Età del Bronzo Finale

Scheda

XII-X sec. a.C.

26

Località: Casalromano, Fontanella Grazioli

 

LA NECROPOLI

Nel frammentario panorama della Lombardia orientale il primo grande complesso dell’Età del Bronzo Finale ad essere stato scoperto, e rimasto per altro a lungo isolato, è la necropoli di Fontanella Grazioli, frazione di Casalromano (MN), dove tra il 1888 e il 1892, nel fondo La Pista - Il Mulino, furono recuperati i corredi di numerose tombe a cremazione.

I materiali della necropoli sono attualmente divisi tra diversi musei. Al Museo Pigorini di Roma sono conservati i corredi di alcune tombe, gli unici che furono tenuti distinti, mentre a Mantova (Palazzo Ducale), a Milano (Castello Sforzesco) e a Piadena, cui fu donata dagli eredi la Collezione Locatelli, sono conservati invece materiali di cui non vennero mantenute le associazioni tombali.

Il rito funerario consisteva nella cremazione in conformità agli usi propri del Protovillanoviano. Le strutture tombali erano costituite da un pozzetto circolare in nuda terra entro il quale era posta l’urna contenente le ceneri del defunto, talvolta chiusa con una ciotola coperchio.

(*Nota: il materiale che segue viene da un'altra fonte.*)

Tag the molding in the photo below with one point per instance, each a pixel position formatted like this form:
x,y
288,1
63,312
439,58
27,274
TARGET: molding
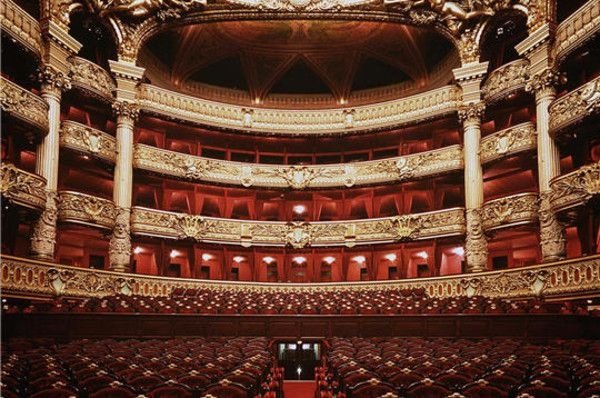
x,y
507,142
577,30
424,106
21,26
22,188
505,80
24,106
576,188
165,224
86,139
298,177
80,208
20,276
575,106
510,211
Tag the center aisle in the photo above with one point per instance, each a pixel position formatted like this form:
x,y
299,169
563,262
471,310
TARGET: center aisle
x,y
299,389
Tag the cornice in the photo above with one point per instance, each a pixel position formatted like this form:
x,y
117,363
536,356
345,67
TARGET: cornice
x,y
395,169
348,233
569,277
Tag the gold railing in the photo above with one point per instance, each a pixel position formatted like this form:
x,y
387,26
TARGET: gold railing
x,y
21,187
298,177
505,80
521,137
575,277
408,110
575,106
435,224
509,211
576,30
86,209
23,105
575,188
21,26
91,78
86,139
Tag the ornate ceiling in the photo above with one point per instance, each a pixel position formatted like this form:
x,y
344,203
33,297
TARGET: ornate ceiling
x,y
334,58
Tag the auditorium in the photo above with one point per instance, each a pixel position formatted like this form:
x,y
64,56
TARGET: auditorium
x,y
300,198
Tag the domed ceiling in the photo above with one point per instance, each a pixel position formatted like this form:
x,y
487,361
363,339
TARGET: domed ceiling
x,y
296,57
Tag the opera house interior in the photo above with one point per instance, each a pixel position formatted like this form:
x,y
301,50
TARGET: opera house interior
x,y
300,198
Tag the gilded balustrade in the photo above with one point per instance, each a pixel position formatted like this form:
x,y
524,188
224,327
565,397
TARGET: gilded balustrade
x,y
298,177
575,106
575,277
86,139
21,187
505,80
91,78
576,30
24,105
404,111
164,224
86,209
509,211
20,26
519,138
575,188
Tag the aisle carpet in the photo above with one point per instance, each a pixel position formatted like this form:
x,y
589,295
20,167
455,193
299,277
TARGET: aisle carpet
x,y
298,389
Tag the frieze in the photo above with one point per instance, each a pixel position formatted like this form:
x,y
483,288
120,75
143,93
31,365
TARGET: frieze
x,y
505,80
86,139
574,277
575,188
21,187
86,209
172,225
519,138
509,211
24,105
432,104
92,78
575,106
196,168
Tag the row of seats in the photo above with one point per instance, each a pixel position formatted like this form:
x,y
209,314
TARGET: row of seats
x,y
375,302
432,368
186,368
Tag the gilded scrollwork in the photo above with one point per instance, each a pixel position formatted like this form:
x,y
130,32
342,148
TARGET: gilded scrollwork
x,y
80,137
506,142
23,105
510,210
86,209
21,187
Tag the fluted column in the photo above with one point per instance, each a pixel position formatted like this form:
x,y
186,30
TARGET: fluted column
x,y
476,243
552,234
43,237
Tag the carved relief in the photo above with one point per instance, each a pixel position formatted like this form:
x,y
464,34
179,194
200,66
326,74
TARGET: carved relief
x,y
24,105
21,187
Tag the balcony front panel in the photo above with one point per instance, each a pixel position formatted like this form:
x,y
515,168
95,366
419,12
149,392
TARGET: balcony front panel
x,y
505,80
91,78
298,177
576,30
86,209
509,211
575,106
86,139
22,188
298,235
519,138
24,106
575,188
20,26
579,276
410,110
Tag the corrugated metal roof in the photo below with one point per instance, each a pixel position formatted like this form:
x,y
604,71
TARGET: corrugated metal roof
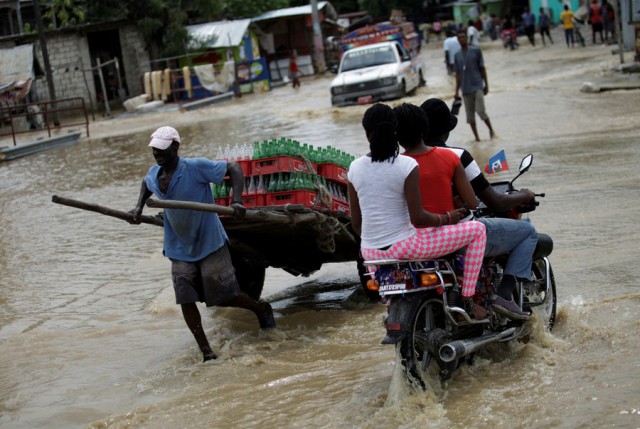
x,y
291,11
221,34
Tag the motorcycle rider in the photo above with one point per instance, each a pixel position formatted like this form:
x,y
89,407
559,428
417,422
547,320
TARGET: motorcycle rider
x,y
517,238
387,213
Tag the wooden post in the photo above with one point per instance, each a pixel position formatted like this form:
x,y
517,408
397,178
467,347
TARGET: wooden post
x,y
104,89
152,220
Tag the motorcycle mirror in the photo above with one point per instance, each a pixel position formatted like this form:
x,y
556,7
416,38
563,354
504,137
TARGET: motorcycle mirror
x,y
524,166
526,163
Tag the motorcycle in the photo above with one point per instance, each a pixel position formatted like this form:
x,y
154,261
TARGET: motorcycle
x,y
426,320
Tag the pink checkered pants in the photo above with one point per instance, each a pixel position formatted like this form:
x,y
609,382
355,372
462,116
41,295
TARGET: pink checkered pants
x,y
435,242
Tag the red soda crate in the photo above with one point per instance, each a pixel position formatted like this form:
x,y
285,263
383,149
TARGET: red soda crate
x,y
281,164
255,200
339,206
245,164
333,172
304,197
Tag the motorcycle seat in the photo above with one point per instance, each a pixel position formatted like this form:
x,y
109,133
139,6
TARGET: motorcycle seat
x,y
544,246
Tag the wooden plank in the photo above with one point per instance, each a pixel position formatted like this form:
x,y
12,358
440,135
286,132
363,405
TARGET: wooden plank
x,y
251,215
152,220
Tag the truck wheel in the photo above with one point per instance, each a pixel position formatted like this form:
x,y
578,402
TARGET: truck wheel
x,y
249,273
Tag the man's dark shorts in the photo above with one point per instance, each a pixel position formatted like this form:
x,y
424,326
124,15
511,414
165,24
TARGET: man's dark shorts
x,y
211,280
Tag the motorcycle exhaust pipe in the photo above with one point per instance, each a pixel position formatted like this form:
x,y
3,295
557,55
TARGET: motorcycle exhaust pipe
x,y
457,349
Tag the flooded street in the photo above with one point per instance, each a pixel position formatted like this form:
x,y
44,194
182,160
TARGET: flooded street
x,y
91,336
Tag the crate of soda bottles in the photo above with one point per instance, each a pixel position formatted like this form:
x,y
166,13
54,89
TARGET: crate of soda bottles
x,y
284,171
240,154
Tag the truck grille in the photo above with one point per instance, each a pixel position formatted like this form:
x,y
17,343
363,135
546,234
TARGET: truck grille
x,y
361,86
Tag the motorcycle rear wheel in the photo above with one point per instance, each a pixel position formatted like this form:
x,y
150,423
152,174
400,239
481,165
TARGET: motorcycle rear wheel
x,y
420,365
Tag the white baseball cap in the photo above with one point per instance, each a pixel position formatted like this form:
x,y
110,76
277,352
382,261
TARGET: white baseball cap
x,y
163,137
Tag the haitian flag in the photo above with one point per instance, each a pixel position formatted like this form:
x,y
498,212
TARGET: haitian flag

Dai pochi corredi conservati è possibile distinguere le sepolture femminili, individuabili per le fibule ad arco semplice in associazione con le armillette ferma-capelli, da quelle maschili, di cui sono esclusivi gli spilloni e le fibule ad arco serpeggiante, associati a coltelli e rasoi.

 

L’immagine che emerge dall’analisi dei corredi della necropoli è quella di un consistente gruppo umano, di carattere sostanzialmente egualitario, probabilmente stanziato nei pressi del fiume Chiese; l’insediamento relativo alla necropoli non è stato finora individuato, ma è possibile supporre che traesse la sua origine dalla vicinanza del corso d’acqua.

Dall’ studio dei reperti risulta inoltre che la necropoli ha avuto il massimo sviluppo durante l’XI e i X sec. a.C.; non sembrerebbero invece attestate tombe del IX sec. a.C..

Una tomba e rari materiali databili al IX sec. a.C. documentano una sporadica frequentazione anche nella fase iniziale dell’Età del Ferro: sembrerebbe invece ipotizzabile l’abbandono del sito durante i secoli successivi, per i quali si ha una totale assenza di documentazione.

Il fenomeno di spopolamento che si verifica a Fontanella è in accordo con quanto accade, tra il IX e l’VIII sec., in tutte le zone di bassa pianura abitate durante l’Età del Bronzo Finale; ciò è probabilmente da mettere in relazione ad un peggioramento climatico che avrebbe reso inospitali quelle aree a causa di una eccessiva piovosità e di fenomeni ad essa connessi.

Soltanto con il VI sec. a.C. si assiste ad una probabile rioccupazione del sito, come documentano i materiali emersi sempre nell’area della necropoli (Scheda 29).